While the London Quireboys, Company of Wolves and even the Black Crowes can seem a bit studied, Junkyard blares with a total lack of self-consciousness. Of these four albums, Junkyard is the only one that couldn’t be mistaken for a period piece from any time other than our own. Lead guitarists Chris Gates and Brian Baker soup up their blues borrowings to hardcore pace on “Hot Rod,” and when they break out the bottleneck on “Simple Man,” the slide unwinds a knotty melody rather than merely serving as a nostalgic reference. “Can’t Hold Back” and “Long Way Home” rely on a solid blues base that lies beneath producer Tom Werman’s heavy-metal finish. The consistently gritty vision transcends hommage; Junkyard is what Southern rock might resemble after being sun-dried in the California suburbs for fifteen years.
“Hands Off” ends Junkyard on a resounding but somewhat frustrating note. Roach pokes at the embers of a dying relationship, building to a dramatic spoken bridge in which he confronts his betrayer with the ugly truth: “Baby, you gave him head.” That line is enough to guarantee “Hands Off” a place in the PMRC’s Hall of Shame, which is too bad, because this slow-burning, hard-rock torch song could melt power balladeers like Warrant and Skid Row in midpose.

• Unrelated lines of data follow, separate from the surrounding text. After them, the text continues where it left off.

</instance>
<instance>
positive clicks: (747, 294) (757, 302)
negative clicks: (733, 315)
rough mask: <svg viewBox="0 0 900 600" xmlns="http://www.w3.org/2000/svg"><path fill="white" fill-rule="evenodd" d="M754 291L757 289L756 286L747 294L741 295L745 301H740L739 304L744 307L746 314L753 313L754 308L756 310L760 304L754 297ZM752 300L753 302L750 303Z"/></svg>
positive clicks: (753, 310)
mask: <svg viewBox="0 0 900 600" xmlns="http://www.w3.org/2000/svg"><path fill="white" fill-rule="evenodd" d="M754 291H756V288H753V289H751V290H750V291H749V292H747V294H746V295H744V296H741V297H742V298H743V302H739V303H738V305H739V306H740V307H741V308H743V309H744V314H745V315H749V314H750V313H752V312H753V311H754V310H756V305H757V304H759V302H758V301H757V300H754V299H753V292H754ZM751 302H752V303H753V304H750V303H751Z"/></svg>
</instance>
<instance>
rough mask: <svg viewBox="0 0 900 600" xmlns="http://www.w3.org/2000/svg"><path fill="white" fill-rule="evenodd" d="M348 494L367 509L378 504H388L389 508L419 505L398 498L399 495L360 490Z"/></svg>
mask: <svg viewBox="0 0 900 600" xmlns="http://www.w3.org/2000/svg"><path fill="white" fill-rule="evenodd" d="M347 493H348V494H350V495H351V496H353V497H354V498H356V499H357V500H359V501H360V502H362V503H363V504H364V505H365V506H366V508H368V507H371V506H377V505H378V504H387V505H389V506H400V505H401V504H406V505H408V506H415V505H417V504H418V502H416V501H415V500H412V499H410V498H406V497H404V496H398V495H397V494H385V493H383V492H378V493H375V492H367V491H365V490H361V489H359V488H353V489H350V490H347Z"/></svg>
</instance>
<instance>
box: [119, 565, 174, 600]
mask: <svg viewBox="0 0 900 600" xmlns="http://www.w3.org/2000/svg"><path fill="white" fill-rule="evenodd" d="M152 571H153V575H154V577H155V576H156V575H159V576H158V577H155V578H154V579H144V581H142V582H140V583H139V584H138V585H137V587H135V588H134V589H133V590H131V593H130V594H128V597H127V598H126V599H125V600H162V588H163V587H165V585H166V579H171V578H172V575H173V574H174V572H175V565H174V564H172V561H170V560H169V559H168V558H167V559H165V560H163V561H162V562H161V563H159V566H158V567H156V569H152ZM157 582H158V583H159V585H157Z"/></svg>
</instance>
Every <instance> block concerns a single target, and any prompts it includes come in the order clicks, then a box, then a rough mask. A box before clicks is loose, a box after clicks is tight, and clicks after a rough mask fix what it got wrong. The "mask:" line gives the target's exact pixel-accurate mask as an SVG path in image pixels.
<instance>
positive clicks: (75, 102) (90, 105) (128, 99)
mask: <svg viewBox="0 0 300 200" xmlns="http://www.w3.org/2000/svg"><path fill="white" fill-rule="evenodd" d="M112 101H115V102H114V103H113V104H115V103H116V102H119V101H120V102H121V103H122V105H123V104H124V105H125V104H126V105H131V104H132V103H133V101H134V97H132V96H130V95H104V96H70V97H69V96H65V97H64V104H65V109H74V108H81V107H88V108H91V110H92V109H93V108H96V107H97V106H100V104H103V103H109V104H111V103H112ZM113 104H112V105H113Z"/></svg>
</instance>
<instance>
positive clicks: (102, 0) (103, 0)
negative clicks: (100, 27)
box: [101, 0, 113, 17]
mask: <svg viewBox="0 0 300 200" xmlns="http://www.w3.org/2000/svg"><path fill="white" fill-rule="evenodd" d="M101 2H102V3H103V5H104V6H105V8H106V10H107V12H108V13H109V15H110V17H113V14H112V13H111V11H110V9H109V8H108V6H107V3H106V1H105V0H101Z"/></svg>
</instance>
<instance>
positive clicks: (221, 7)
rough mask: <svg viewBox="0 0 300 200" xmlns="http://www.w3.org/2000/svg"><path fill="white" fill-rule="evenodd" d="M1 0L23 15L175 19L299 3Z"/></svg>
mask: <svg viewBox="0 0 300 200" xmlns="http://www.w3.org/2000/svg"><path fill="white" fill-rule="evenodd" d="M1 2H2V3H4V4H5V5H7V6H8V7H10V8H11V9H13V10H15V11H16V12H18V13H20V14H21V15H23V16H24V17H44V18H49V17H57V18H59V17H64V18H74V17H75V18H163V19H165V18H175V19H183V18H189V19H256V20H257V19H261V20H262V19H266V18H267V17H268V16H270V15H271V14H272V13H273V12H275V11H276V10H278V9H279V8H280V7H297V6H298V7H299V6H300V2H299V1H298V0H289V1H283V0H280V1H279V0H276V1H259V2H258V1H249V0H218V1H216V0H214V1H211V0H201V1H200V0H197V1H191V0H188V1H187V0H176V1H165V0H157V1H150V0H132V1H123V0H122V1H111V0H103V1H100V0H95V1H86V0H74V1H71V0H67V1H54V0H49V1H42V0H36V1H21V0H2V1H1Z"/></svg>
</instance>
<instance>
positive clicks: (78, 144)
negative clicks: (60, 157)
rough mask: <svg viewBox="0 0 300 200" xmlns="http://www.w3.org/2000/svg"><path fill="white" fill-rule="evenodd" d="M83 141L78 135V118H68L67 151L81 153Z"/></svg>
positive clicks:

And that confrontational, absolute sense of relevance is what sets Junkyard apart from all the last decade’s fuzzy psychedelic throwbacks and the mindless, newly minted Seventies revival. Twenty years ago the blooze provided an escape route from the rock counterculture’s progressively mellow direction and reflected the all-out hedonism of a new generation. Today a loyal postmodernist would say this stuff lacks significance, but there’s something real lurking within these grooves, something just beneath the surface that speaks to our contemporary experience. You either hear it or — if you’re too precious or self-serious — you don’t.